L’interdiction du cannabis s’avère contre-productive car l’État « a donné les clés aux trafiquants », estime auprès de l’AFP le juriste Renaud Colson.
Il publie ce jeudi avec le sociologue Henri Bergeron le livre « Faut-il légaliser le cannabis ? », une question également abordée cette semaine par un rapport parlementaire (voir ce jour). Nous reproduisons cette dépêche.
Question : Pourquoi la France est-elle championne d’Europe de la consommation de cannabis, malgré sa législation parmi les plus strictes du Vieux continent ?
Réponse : La répression est montée en charge depuis les années 90 en France, mais la consommation n’a pas diminué. Les mœurs résistent à la norme, principalement à cause de facteurs culturels. Fumer du cannabis est devenu « cool », d’autant que les médias contre-culturels ont un traitement complaisant du sujet. La présence d’une forte communauté marocaine, dont les anciens fumaient le kif (mélange de poudre de haschich et de tabac, ndlr), peut également jouer.
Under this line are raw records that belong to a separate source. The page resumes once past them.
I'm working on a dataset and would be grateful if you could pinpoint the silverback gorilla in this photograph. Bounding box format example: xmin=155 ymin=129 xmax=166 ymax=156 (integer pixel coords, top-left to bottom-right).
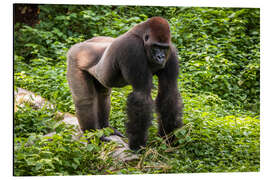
xmin=67 ymin=17 xmax=183 ymax=150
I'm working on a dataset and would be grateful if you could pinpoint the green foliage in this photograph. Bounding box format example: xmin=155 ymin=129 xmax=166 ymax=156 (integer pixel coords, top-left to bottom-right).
xmin=170 ymin=8 xmax=260 ymax=111
xmin=170 ymin=92 xmax=260 ymax=172
xmin=14 ymin=102 xmax=58 ymax=137
xmin=14 ymin=5 xmax=260 ymax=175
xmin=14 ymin=55 xmax=73 ymax=113
xmin=14 ymin=127 xmax=120 ymax=176
xmin=14 ymin=6 xmax=260 ymax=112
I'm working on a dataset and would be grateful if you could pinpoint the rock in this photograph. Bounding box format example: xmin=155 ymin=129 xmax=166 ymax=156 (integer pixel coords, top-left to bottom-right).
xmin=105 ymin=135 xmax=139 ymax=161
xmin=15 ymin=88 xmax=54 ymax=111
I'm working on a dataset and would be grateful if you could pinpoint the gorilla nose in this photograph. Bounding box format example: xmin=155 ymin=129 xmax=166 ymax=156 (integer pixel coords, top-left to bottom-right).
xmin=156 ymin=54 xmax=165 ymax=63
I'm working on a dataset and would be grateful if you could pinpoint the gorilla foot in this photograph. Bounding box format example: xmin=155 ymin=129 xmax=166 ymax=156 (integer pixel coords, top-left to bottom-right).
xmin=99 ymin=127 xmax=124 ymax=142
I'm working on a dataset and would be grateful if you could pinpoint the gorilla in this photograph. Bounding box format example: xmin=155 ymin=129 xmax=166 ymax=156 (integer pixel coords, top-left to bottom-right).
xmin=67 ymin=17 xmax=183 ymax=150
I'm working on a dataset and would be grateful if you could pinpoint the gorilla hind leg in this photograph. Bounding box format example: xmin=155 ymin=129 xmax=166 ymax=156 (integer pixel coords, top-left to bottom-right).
xmin=94 ymin=78 xmax=124 ymax=137
xmin=67 ymin=68 xmax=99 ymax=131
xmin=94 ymin=78 xmax=111 ymax=129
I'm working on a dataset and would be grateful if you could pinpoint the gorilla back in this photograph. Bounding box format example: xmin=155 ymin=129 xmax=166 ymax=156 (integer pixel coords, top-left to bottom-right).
xmin=67 ymin=17 xmax=183 ymax=150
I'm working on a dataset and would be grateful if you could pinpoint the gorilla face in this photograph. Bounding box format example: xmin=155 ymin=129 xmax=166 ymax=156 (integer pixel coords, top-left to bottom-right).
xmin=150 ymin=44 xmax=170 ymax=65
xmin=144 ymin=34 xmax=170 ymax=68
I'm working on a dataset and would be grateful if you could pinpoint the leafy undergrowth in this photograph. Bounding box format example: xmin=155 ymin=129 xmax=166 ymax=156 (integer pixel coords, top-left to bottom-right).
xmin=14 ymin=124 xmax=121 ymax=175
xmin=14 ymin=89 xmax=260 ymax=175
xmin=14 ymin=5 xmax=260 ymax=175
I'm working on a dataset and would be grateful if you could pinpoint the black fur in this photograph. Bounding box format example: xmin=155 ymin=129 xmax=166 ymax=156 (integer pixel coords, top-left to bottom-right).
xmin=155 ymin=49 xmax=183 ymax=142
xmin=67 ymin=17 xmax=183 ymax=151
xmin=126 ymin=92 xmax=153 ymax=150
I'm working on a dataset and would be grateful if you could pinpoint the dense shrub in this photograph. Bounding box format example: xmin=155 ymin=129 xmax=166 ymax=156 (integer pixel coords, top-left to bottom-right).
xmin=14 ymin=125 xmax=119 ymax=175
xmin=170 ymin=8 xmax=260 ymax=111
xmin=14 ymin=102 xmax=58 ymax=137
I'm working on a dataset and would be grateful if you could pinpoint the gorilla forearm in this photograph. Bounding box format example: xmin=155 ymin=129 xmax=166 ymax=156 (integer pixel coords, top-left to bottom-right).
xmin=156 ymin=91 xmax=183 ymax=137
xmin=156 ymin=53 xmax=183 ymax=138
xmin=126 ymin=91 xmax=153 ymax=150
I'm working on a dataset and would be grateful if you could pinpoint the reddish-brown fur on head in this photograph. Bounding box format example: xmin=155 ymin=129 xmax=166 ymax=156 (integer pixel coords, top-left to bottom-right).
xmin=147 ymin=17 xmax=171 ymax=43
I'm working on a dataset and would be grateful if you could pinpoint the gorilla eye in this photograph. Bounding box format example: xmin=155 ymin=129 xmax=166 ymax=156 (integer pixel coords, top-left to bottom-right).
xmin=144 ymin=34 xmax=149 ymax=41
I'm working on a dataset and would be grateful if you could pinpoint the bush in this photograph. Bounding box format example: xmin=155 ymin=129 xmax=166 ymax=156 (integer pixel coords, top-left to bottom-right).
xmin=14 ymin=127 xmax=119 ymax=176
xmin=14 ymin=102 xmax=58 ymax=137
xmin=170 ymin=8 xmax=260 ymax=111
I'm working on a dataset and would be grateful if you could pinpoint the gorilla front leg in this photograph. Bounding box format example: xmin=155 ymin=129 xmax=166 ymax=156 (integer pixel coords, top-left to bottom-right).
xmin=126 ymin=91 xmax=153 ymax=150
xmin=156 ymin=57 xmax=183 ymax=142
xmin=156 ymin=89 xmax=183 ymax=140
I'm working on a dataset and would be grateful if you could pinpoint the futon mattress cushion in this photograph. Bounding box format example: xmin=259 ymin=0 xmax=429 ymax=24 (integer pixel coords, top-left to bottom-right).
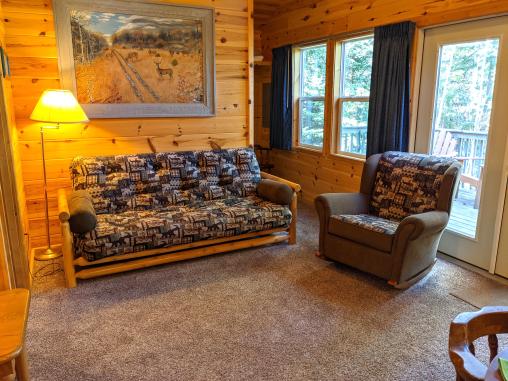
xmin=73 ymin=195 xmax=291 ymax=261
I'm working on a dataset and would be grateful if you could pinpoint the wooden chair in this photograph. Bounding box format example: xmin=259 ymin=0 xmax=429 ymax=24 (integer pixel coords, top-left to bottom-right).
xmin=0 ymin=289 xmax=30 ymax=381
xmin=433 ymin=129 xmax=458 ymax=158
xmin=449 ymin=306 xmax=508 ymax=381
xmin=254 ymin=144 xmax=274 ymax=172
xmin=432 ymin=130 xmax=483 ymax=209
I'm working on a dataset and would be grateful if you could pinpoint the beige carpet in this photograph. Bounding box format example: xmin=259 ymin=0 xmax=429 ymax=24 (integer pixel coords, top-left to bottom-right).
xmin=28 ymin=203 xmax=507 ymax=381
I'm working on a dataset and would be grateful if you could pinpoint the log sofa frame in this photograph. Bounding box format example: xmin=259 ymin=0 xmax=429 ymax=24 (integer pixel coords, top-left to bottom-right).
xmin=58 ymin=172 xmax=301 ymax=288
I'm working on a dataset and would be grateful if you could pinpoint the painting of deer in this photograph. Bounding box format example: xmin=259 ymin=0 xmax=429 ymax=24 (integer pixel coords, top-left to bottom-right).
xmin=153 ymin=56 xmax=173 ymax=78
xmin=154 ymin=61 xmax=173 ymax=78
xmin=55 ymin=0 xmax=215 ymax=117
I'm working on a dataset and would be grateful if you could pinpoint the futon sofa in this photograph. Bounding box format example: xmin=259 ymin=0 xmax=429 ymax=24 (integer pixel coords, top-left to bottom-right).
xmin=58 ymin=147 xmax=300 ymax=287
xmin=315 ymin=151 xmax=461 ymax=288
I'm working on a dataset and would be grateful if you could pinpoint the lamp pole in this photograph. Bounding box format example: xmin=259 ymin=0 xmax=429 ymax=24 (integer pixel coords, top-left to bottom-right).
xmin=29 ymin=90 xmax=88 ymax=260
xmin=36 ymin=124 xmax=61 ymax=260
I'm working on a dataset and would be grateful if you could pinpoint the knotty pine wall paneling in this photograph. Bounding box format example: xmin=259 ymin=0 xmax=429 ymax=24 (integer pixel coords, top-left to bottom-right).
xmin=0 ymin=1 xmax=29 ymax=280
xmin=258 ymin=0 xmax=508 ymax=203
xmin=253 ymin=63 xmax=271 ymax=148
xmin=4 ymin=0 xmax=253 ymax=248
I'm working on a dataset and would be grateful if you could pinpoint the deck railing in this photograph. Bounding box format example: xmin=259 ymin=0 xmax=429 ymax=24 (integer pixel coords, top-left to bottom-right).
xmin=340 ymin=126 xmax=367 ymax=154
xmin=434 ymin=128 xmax=488 ymax=179
xmin=340 ymin=126 xmax=487 ymax=180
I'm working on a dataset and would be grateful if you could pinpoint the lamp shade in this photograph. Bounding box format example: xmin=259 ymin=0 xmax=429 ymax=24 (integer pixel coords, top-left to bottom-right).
xmin=30 ymin=89 xmax=89 ymax=123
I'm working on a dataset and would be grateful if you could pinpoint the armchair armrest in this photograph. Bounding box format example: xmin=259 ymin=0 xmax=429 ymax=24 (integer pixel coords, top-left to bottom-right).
xmin=389 ymin=210 xmax=450 ymax=287
xmin=314 ymin=193 xmax=370 ymax=256
xmin=261 ymin=171 xmax=301 ymax=193
xmin=58 ymin=188 xmax=70 ymax=223
xmin=397 ymin=211 xmax=449 ymax=240
xmin=314 ymin=193 xmax=370 ymax=219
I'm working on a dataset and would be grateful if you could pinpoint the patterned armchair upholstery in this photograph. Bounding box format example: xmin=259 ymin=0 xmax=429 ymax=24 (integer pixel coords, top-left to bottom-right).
xmin=315 ymin=151 xmax=461 ymax=288
xmin=69 ymin=148 xmax=292 ymax=262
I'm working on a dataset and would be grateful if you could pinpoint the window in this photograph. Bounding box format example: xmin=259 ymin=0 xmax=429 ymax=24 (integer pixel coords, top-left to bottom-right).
xmin=293 ymin=35 xmax=373 ymax=157
xmin=296 ymin=44 xmax=327 ymax=149
xmin=335 ymin=36 xmax=374 ymax=156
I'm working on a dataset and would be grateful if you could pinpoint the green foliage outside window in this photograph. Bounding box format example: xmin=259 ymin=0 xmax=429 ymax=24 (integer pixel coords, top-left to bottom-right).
xmin=342 ymin=37 xmax=373 ymax=97
xmin=434 ymin=39 xmax=499 ymax=133
xmin=297 ymin=37 xmax=374 ymax=153
xmin=339 ymin=37 xmax=373 ymax=155
xmin=300 ymin=45 xmax=327 ymax=147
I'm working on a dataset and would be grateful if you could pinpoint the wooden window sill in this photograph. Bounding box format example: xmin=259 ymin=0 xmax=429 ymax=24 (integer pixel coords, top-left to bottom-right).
xmin=293 ymin=146 xmax=323 ymax=155
xmin=330 ymin=152 xmax=366 ymax=163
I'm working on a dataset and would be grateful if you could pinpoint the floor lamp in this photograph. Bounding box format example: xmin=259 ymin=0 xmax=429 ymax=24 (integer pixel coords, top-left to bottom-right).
xmin=29 ymin=90 xmax=89 ymax=261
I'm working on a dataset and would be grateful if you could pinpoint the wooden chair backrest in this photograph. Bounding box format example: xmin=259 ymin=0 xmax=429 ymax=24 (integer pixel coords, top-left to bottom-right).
xmin=433 ymin=130 xmax=458 ymax=157
xmin=449 ymin=306 xmax=508 ymax=381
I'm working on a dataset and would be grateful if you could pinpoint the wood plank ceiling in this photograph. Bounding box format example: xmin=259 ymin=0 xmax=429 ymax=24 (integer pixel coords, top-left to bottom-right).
xmin=254 ymin=0 xmax=296 ymax=28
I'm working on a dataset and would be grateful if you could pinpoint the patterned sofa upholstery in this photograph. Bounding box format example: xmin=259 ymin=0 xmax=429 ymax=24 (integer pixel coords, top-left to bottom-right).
xmin=69 ymin=148 xmax=292 ymax=262
xmin=315 ymin=151 xmax=461 ymax=289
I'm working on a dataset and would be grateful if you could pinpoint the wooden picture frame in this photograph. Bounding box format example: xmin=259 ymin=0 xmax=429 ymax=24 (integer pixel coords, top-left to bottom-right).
xmin=53 ymin=0 xmax=216 ymax=118
xmin=0 ymin=47 xmax=5 ymax=78
xmin=0 ymin=47 xmax=8 ymax=78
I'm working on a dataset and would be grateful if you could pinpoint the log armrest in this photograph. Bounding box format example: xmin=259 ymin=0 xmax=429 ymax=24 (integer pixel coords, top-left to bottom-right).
xmin=397 ymin=211 xmax=449 ymax=240
xmin=57 ymin=188 xmax=77 ymax=288
xmin=260 ymin=172 xmax=300 ymax=245
xmin=260 ymin=171 xmax=301 ymax=193
xmin=58 ymin=188 xmax=70 ymax=222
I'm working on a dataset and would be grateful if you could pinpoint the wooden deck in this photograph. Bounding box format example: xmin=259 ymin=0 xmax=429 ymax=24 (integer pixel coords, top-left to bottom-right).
xmin=448 ymin=187 xmax=479 ymax=238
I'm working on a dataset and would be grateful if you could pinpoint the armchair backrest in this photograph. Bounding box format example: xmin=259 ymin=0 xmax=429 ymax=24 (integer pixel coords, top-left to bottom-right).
xmin=69 ymin=147 xmax=261 ymax=214
xmin=361 ymin=151 xmax=461 ymax=221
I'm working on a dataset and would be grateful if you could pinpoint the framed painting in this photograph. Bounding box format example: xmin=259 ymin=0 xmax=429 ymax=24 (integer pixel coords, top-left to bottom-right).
xmin=53 ymin=0 xmax=215 ymax=118
xmin=0 ymin=47 xmax=5 ymax=78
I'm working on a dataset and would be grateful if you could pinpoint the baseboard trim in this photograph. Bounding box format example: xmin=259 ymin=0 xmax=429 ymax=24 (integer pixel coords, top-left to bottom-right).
xmin=437 ymin=251 xmax=508 ymax=286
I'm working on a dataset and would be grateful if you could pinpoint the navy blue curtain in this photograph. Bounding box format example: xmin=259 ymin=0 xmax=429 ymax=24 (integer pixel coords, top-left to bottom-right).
xmin=270 ymin=45 xmax=293 ymax=150
xmin=366 ymin=21 xmax=415 ymax=157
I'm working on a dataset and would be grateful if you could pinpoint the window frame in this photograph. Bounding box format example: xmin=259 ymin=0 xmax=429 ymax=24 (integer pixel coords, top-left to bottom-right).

Par ailleurs, l’efficacité de la répression est extrêmement relative. Elle s’attaque surtout aux jeunes des quartiers populaires, est quasiment indolore pour les autres usagers de cannabis, et est tout à fait marginale par rapport à l’ampleur de la consommation.
Avoir 900 000 usagers fumant au moins un joint chaque jour, ça veut dire qu’il existe au minimum plus de 300 millions infractions à la législation sur les stupéfiants par an en France. Même avec 200 000 interpellations annuelles, le risque de se faire attraper reste mineur et la nouvelle amende forfaitaire n’y changera rien. Malgré un discours très répressif, la réalité c’est qu’on ne contrôle rien et qu’on a donné les clés aux trafiquants.
Q : Légaliser le cannabis améliorerait-il les choses ?
R : Une légalisation contrôlée avec un cadre strict peut être beaucoup plus rigoureuse que cette prohibition mal appliquée. Cela peut permettre de progresser en termes de santé publique et de sécurité, avec l’objectif d’affaiblir le marché noir, qui ne disparaîtra pas complètement mais peut être réduit.
On pourrait limiter la dangerosité du cannabis en garantissant sa qualité et en limitant les formes plus puissantes apparues ces dernières années. Cela améliorerait aussi l’accès aux soins des usagers problématiques: à l’heure actuelle, ils se voient comme des criminels et ont tendance à s’éloigner des institutions sanitaires, perçues comme l’antichambre du tribunal.
On pourrait aussi mener une véritable politique de réduction des risques auprès des jeunes, en réorientant le budget de la lutte contre le cannabis, aujourd’hui consacré à 70 % à l’effort policier, à 20 % à la justice, et seulement à 10 % à la prévention.
Cela pourrait enfin permettre de créer des emplois et peut-être de ramener certaines petites mains du trafic dans la légalité. Mais il ne faut pas fantasmer cet aspect-là: la légalisation du cannabis ne va pas résoudre la question sociale, et l’envisager comme un outil économique risquerait de créer un État dealeur, qui promeut le produit au lieu de l’encadrer. »
Q : Changer la loi peut-il suffire face à un problème aussi complexe ?
R : Légaliser ne veut pas dire grand-chose : les modalités de régulation peuvent être extrêmement variées et nécessitent un véritable débat de société. Croire que légalisation résoudra tous les problèmes serait illusoire.
Au Canada et dans les États américains qui l’ont adoptée, on observe une baisse de la consommation des mineurs et une hausse de celle des seniors. On manque encore de recul, mais on n’a pas assisté à la dislocation de la société et à l’explosion des troubles mentaux promises par les prohibitionnistes. L’interdiction du cannabis va donc être de plus en plus difficile à tenir, partout dans le monde.
En France, le débat est d’une pauvreté qui confine au grotesque. Les connaissances en termes d’addictologie et de sciences sociales sont là, mais les politiques refusent de s’en emparer et préfèrent instrumentaliser la politique des drogues pour en faire un marqueur électoraliste, en oubliant totalement la santé publique.
Replacer cet objectif au centre de nos préoccupations implique d’inventer une législation qui ne soit écrite ni par la police, ni par l’industrie du cannabis, et doit nous pousser à réfléchir à une politique des drogues globale.
Légaliser le cannabis de manière rationnelle, c’est par exemple instaurer aussi un durcissement de l’accès aux drogues légales comme l’alcool et le tabac, que nos enfants se procurent beaucoup trop facilement.